Y cuando todo aquello llegó hasta mi conciencia, surgió una pregunta dolorosa: ¿Cómo tratarlos? ¿Cómo tratar a aquellas personas que, según todas las reglas morales y éticas conocidas por mí, eran unos delincuentes sin remedio, unos verdugos, peor todavía, unos traidores? Los rumores decían que a veces les daban una bofetada, les echaban por encima un plato de sopa en un restaurante o les escupían al rostro públicamente. Según los rumores. Yo, en persona, nunca había visto nada de eso. Según los rumores no les daban la mano, volvían la cara al tropezárselos, les decían duras palabras en reuniones y asambleas. Sí, algo de eso había, pero no he sido testigo de ningún incidente semejante en cuya base no hubiera algo carente de nobleza: un viaje de vacaciones que le habían quitado a alguien, un adulterio banal, una reseña interna que se había filtrado al público.

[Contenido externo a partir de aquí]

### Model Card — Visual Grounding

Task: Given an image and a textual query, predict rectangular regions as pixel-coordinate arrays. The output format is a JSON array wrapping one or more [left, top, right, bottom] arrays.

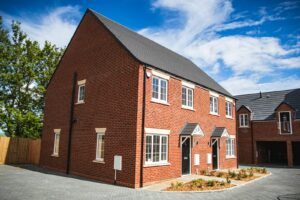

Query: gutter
[[140, 65, 147, 188], [66, 72, 77, 174]]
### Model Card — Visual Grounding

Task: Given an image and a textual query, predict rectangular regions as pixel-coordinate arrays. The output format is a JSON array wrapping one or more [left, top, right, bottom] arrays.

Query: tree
[[0, 16, 64, 138]]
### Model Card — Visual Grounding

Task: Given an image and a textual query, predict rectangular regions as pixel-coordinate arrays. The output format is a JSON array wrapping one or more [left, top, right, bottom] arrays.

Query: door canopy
[[180, 123, 204, 136]]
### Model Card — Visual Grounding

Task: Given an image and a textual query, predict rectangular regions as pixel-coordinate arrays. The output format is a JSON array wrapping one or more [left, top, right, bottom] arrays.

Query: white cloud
[[1, 6, 81, 47], [220, 76, 300, 95], [140, 0, 300, 94]]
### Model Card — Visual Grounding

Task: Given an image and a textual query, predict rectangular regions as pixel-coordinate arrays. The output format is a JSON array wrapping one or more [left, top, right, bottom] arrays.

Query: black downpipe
[[66, 72, 77, 174], [140, 66, 147, 187]]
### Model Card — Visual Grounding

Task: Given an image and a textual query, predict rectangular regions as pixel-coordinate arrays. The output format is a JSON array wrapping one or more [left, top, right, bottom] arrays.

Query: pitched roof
[[89, 9, 232, 97], [180, 123, 204, 136], [211, 127, 228, 137], [235, 88, 300, 120]]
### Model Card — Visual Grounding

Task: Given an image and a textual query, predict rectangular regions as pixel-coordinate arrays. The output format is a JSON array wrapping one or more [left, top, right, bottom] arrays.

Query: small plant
[[249, 171, 253, 177], [207, 180, 216, 187], [226, 176, 231, 184], [200, 169, 207, 175], [217, 172, 224, 177], [228, 170, 236, 178]]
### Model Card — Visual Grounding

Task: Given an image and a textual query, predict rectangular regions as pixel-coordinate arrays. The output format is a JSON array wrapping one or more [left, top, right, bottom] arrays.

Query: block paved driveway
[[0, 165, 300, 200]]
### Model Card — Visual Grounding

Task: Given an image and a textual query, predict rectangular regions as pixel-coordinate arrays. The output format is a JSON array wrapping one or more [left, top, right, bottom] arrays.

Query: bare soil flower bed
[[200, 168, 268, 183], [165, 179, 235, 191]]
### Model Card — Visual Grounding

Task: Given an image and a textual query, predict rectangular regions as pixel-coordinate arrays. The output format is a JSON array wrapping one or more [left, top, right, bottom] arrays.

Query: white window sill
[[209, 112, 220, 116], [144, 162, 171, 167], [151, 98, 170, 106], [93, 160, 105, 164], [226, 156, 236, 159], [181, 105, 195, 111]]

Ellos se paseaban entre nosotros con los brazos manchados de sangre hasta los codos, con su memoria putrefacta llena de detalles inconcebibles, con la conciencia asfixiada o quizá ya muerta, herederos de pisos mostrencos, de manuscritos mostrencos, de puestos mostrencos. Y no sabíamos qué hacer con ellos. Éramos jóvenes, honestos y ardientes, deseábamos abofetearlos, pero se trataba de ancianos, y sus mejillas marchitas, fláccidas, estaban llenas de arrugas y no era decente pisotear a los caídos; queríamos clavarlos al poste del escarnio, pero parecía que ya los habían clavado y escarnecido, ya estaban en el basurero y nunca levantarían la cabeza. ¿Ejemplo edificante para las nuevas generaciones? Pero aquella pesadilla nunca se volvería a repetir, ¿acaso las nuevas generaciones necesitaban esos ejemplos edificantes? Y, en general, parecía que uno o dos años después, ellos desaparecerían en el abismo de la historia y no sería necesario preguntarse si al tropezárselos había que darles la mano o volver demostrativamente la cara...

Pero pasó un año, pasó otro más y de alguna manera imperceptible, todo cambió. En verdad, alguno que otro desapareció, pero la mayoría no tenía la menor intención de hundirse en ningún abismo. Como si nada, soltando tacos con aire bonachón, continuaban pescando aceitunas en la sopa, se apresuraban a bajar cojeando las escaleras de mármol para asistir a reuniones, corrían agitados por los pasillos de las altas instancias, mostrando listas hechas y ratificadas por ellos mismos. Los epigramas sucios y las leyendas sangrientas se hundieron en el abismo de la historia, pero sus protagonistas (que al verlos de cerca perdían su carácter de antihéroes de manual) volvieron a mezclarse con elementos semejantes, con el medio circundante, diferenciándose de nosotros quizá por la edad, por sus relaciones y por la nítida comprensión de que ahora lo oportuno era tener paciencia y esperar.

Y nos dedicábamos a solicitarles los viajes de vacaciones y las ayudas, nos quejábamos ante ellos de la arbitrariedad editorial, escribíamos reseñas condescendientes sobre sus obras, buscábamos su apoyo en todo tipo de comisiones y ya nos parecía algo idiota pensar si al encontrarnos con el camarada tal había que darle la mano o no. Ay, ¿que en tal año condenó a muerte a Ivanov, Petrov y a dos Rabinóvich? Oigan, de eso acusan a muchos. La mitad de nuestros ancianos acusa de semejantes pecados a la otra mitad, y lo más probable es que ambas mitades tengan razón. Basta ya. ¿Acaso los de ahora son mejores?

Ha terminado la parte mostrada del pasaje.